The older girls may each make the Pagoda Manger Scene described in CCAW:
  • 2 pieces 8.5 x 11 tissue paper of the same color (perhaps red)
  • 2 pieces 9 x 12 construction paper of the same color (perhaps black)
  • scissors
  • glue or double-sided tape
  • yarn or ribbon (about 6")
  • pagoda and Holy Family patterns (from CCAW)
  1. Cut out the pagoda pattern. Trace it onto two pieces of construction paper. Cut out both pieces along all the solid lines. These will be the pagoda frame.
  2. Trace the silhouette figures of the Holy Family onto a small piece of construction paper. Cut out.
  3. Place one black pagoda frame on a flat surface. Run a bead of glue (or place pieces of double-sided tape) around the edge. Place one piece of tissue paper on top of the glue/tape. Press lightly to smooth out wrinkles.
  4. Trim off excess tissue paper to match the size and shape of the frame.
  5. Arrange figures as desired on top of the tissue and glue/tape in place.
  6. Place the second piece of tissue paper on top of the figures, gluing/taping it down around the outer edges only. Trim off the excess tissue paper.
  7. Run a bead of glue (or place double-sided tape) around the outer edges once more, and place the second pagoda frame on top, matching all edges.
  8. Add a loop of yarn or ribbon to the top to hang the pagoda in a window.
The resulting project is very pretty, but it didn't take me long to figure out the process would be too complicated for the little girls. Instead, they'll simply cut out the pagoda and Holy Family patterns (which I'll copy onto cardstock), glue them onto a piece of construction paper, and color and decorate (with glitter glue and sequins if they'd like).

In fact, the older girls may choose to do something similar to this, too, if they don't want to attempt the trickier project.

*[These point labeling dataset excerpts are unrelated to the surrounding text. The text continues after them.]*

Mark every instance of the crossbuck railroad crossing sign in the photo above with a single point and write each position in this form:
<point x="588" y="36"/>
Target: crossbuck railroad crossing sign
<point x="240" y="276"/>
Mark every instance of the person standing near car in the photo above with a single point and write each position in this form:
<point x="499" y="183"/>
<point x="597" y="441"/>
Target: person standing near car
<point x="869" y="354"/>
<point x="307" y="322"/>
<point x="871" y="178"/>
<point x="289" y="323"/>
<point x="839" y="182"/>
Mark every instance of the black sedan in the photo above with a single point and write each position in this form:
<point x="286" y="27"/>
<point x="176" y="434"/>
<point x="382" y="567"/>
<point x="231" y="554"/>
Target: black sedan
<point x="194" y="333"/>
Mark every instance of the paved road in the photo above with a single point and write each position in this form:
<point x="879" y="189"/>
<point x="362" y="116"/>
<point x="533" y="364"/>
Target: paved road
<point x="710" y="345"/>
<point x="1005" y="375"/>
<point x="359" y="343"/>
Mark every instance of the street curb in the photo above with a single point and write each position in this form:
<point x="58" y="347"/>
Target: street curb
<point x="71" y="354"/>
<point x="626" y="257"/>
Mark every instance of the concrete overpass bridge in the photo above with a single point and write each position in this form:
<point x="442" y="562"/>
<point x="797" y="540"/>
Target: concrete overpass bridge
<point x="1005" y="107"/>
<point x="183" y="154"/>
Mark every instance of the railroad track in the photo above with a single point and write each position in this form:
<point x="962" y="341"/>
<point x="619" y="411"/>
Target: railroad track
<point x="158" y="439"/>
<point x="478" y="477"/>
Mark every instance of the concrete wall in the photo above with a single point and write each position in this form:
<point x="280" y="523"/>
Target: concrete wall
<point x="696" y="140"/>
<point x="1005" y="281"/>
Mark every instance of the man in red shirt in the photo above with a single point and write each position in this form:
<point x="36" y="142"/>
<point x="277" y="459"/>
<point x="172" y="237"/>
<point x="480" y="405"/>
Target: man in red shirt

In that case, I'll encourage them to also cut tissue paper to place behind the pagoda frame, and then attach the Holy Family silhouette to that.

Other Activities:

If you've ever watched A Christmas Story, you know there is a very funny scene at the end that takes place in a Chinese restaurant. So we'll watch the movie in the afternoon...and maybe try to sing along during the restaurant scene!


Rather than make a bunch of Chinese food at home, we'll take a field trip to a Chinese restaurant for lunch.

Language Arts:

As they've done each day, the girls will each create a page for China in their personal Christmas Around the World booklets.